Parents are determined that their kids will achieve the best possible grades in transfer tests, whether or not these demonstrate their genuine ability, and they will pay handsomely.
The explosion in the use of private tutors reflects the current uncertainties, but it simply means that more children who don't really have the inherent capacity to achieve in the grammar environment will end up with distorted grades, securing admission to schools at which they will then struggle.
Maybe if the parents themselves spent more time working with their own children, they would be able to make informed judgments, help address some of the academic weaknesses and also save themselves a lot of money.
And what of the children who receive an hour or more of additional tutoring every week and still don't get into a grammar? How will they feel?
Like failures, maybe? Will their parents feel cheated?
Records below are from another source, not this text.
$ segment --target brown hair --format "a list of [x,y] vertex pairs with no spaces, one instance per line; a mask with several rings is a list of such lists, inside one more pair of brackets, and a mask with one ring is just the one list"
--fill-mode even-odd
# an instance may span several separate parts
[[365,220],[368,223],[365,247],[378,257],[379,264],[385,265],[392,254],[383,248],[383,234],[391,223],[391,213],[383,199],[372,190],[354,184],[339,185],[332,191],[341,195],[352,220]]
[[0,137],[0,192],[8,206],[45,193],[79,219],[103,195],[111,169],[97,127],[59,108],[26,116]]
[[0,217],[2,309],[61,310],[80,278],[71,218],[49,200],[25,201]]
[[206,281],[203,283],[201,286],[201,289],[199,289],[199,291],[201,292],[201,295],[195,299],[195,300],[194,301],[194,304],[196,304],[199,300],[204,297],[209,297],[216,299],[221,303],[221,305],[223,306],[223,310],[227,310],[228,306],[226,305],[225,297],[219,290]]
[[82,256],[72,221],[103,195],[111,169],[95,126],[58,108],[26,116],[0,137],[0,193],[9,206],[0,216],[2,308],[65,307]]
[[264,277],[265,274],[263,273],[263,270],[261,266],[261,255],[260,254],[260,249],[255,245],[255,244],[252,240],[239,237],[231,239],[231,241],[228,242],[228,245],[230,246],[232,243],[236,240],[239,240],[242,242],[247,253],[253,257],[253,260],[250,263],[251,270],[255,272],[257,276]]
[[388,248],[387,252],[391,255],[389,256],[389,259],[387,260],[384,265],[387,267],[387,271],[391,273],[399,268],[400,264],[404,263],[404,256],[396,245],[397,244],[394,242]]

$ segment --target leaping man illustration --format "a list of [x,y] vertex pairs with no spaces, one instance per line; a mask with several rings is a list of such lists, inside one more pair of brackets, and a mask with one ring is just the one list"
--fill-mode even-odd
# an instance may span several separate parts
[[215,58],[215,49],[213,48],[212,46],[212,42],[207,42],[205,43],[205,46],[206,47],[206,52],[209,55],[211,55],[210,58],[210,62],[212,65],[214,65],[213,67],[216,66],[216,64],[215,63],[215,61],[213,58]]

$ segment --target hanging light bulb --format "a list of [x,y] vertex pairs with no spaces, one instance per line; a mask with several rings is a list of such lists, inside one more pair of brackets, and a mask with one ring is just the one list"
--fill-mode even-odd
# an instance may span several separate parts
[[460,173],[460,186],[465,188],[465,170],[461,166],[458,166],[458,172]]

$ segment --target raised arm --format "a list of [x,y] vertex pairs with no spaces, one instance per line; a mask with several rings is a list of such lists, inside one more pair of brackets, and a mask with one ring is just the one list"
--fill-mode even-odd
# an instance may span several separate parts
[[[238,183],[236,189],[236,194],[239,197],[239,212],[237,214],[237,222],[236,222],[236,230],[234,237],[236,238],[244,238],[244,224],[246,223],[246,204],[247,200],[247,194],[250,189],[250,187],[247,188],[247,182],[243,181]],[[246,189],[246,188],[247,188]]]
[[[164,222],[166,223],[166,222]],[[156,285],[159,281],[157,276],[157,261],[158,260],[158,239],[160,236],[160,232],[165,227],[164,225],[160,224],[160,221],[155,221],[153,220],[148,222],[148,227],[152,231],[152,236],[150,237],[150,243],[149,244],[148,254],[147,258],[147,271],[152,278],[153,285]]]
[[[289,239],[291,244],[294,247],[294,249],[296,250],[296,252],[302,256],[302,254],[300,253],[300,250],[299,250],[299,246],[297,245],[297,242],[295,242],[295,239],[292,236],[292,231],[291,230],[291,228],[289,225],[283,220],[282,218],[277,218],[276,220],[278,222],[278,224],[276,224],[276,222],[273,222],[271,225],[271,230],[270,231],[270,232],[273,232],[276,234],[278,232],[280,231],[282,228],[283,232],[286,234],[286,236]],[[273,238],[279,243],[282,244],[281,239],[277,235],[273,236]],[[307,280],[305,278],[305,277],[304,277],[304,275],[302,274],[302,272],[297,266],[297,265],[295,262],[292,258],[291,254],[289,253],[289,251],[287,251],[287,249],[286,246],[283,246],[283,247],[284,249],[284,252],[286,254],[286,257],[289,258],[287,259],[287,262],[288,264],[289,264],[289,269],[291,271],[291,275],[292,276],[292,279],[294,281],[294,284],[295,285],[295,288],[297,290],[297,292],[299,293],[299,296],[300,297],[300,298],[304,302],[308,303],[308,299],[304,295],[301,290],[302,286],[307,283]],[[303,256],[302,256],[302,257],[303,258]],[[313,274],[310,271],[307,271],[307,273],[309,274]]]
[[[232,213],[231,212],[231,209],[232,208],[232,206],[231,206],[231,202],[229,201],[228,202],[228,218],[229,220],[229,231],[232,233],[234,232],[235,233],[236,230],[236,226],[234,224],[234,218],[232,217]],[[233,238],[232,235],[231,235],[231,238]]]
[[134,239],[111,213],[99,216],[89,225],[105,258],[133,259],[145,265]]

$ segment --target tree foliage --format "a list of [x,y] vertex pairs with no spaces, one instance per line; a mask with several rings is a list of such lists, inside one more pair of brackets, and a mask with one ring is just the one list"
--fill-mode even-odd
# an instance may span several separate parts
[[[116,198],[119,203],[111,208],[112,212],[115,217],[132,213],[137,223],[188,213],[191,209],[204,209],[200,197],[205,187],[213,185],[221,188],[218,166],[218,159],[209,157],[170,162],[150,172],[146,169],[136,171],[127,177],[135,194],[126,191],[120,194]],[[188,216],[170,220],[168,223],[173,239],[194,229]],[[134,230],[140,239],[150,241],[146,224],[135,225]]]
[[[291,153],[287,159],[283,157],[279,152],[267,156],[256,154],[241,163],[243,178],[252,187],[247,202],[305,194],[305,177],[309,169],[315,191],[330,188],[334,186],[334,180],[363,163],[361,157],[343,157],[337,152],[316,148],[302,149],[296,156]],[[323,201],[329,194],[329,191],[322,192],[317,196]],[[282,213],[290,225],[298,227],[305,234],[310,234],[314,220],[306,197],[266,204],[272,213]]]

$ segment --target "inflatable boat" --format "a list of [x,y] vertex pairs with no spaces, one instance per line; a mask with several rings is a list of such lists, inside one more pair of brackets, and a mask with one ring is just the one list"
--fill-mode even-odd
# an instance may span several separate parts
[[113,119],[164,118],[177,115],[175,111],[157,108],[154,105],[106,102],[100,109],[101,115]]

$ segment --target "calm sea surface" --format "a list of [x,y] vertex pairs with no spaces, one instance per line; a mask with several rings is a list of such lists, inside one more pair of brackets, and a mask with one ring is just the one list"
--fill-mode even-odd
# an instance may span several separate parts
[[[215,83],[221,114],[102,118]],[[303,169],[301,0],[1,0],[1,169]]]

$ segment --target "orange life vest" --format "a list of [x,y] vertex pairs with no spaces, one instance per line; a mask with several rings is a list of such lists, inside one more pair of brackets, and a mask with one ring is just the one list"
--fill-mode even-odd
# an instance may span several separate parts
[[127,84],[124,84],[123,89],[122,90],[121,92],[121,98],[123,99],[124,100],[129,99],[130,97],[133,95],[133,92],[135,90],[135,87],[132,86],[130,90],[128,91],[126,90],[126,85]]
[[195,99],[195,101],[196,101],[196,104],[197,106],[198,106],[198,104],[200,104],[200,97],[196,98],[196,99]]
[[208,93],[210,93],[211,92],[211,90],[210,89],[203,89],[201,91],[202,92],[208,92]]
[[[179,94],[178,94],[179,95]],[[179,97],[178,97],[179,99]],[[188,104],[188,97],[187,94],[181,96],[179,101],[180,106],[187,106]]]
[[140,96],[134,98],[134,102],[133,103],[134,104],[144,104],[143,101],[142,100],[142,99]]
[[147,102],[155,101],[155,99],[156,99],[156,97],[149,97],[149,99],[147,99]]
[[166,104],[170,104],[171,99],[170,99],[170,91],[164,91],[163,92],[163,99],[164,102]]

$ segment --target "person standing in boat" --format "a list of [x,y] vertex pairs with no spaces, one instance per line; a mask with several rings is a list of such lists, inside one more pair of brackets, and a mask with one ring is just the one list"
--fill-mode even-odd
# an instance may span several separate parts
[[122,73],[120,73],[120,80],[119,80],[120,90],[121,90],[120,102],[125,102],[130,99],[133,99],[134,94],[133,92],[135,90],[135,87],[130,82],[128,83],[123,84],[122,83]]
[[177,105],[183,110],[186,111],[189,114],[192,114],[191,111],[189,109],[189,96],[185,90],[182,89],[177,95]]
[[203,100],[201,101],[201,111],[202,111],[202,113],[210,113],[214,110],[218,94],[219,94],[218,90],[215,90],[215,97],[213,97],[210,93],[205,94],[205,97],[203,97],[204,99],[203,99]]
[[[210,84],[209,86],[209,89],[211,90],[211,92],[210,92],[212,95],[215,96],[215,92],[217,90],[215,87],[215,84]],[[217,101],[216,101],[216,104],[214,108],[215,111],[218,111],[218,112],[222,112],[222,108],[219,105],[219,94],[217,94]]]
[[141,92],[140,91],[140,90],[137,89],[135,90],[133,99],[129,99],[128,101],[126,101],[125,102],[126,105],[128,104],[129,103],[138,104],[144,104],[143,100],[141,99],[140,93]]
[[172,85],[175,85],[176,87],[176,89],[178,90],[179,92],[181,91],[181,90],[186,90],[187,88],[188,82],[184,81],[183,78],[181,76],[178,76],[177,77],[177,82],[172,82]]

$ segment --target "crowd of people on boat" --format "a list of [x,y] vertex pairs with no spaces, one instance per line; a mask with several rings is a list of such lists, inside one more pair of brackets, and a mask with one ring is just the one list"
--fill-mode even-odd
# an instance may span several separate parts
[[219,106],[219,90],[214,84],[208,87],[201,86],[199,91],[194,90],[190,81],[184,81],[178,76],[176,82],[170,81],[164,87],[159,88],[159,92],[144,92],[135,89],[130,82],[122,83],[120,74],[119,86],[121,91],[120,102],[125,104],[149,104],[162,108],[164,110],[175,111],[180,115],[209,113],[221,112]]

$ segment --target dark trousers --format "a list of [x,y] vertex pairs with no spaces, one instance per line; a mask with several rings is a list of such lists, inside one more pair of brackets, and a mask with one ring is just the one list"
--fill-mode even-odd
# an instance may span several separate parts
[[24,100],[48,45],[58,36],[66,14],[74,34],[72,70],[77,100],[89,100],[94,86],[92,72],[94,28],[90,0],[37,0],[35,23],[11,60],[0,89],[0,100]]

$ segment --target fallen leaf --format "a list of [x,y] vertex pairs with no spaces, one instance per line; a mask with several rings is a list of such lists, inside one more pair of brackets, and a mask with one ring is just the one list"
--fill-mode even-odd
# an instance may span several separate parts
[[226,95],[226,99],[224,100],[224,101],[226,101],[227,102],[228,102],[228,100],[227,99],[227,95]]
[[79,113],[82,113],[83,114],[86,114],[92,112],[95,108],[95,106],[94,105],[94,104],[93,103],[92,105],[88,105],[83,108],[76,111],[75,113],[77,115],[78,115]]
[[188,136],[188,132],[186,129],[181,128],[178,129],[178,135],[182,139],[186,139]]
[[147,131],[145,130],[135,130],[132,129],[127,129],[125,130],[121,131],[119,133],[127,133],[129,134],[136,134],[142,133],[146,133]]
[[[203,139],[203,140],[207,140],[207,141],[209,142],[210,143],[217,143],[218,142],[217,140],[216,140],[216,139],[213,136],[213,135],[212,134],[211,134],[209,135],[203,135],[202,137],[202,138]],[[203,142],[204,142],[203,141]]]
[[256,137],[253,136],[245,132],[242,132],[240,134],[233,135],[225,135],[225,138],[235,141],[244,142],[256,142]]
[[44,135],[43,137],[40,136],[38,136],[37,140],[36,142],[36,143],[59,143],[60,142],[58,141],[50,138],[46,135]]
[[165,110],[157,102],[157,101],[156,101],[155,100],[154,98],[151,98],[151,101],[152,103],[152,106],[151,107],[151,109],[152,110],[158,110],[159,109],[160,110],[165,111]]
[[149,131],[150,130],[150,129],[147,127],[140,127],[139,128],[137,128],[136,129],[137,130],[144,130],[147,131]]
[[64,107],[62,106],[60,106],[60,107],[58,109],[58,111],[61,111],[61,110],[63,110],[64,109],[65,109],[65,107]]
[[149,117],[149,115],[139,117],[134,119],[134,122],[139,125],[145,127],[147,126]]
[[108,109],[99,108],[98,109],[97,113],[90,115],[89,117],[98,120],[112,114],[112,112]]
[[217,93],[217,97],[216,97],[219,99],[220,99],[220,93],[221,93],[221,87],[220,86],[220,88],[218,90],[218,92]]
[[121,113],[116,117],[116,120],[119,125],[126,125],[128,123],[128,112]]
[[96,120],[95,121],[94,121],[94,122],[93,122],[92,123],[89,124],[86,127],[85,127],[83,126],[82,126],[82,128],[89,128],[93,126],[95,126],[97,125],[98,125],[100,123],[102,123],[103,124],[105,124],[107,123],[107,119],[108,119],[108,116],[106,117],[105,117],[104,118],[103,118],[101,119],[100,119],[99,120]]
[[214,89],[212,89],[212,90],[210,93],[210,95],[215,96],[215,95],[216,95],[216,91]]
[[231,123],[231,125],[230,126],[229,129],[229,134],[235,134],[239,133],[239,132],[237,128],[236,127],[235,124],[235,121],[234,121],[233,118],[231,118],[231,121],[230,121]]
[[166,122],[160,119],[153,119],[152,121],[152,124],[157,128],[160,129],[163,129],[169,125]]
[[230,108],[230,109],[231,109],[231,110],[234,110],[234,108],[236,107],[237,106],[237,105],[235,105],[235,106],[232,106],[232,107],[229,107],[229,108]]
Will they sue the tutors for taking their money and then failing their children?
Will a tutor be honest enough to tell a parent that they think that the child just doesn't have the ability?
Tutoring in these circumstances is a racket: it artificially prepares a child to pass one exam, but can make no impact whatsoever on that child's future performance in an environment that will become increasingly demanding as time goes on.
Parents should rely on their instincts, their own knowledge of their children's strengths and weaknesses and the advice of their children's teachers.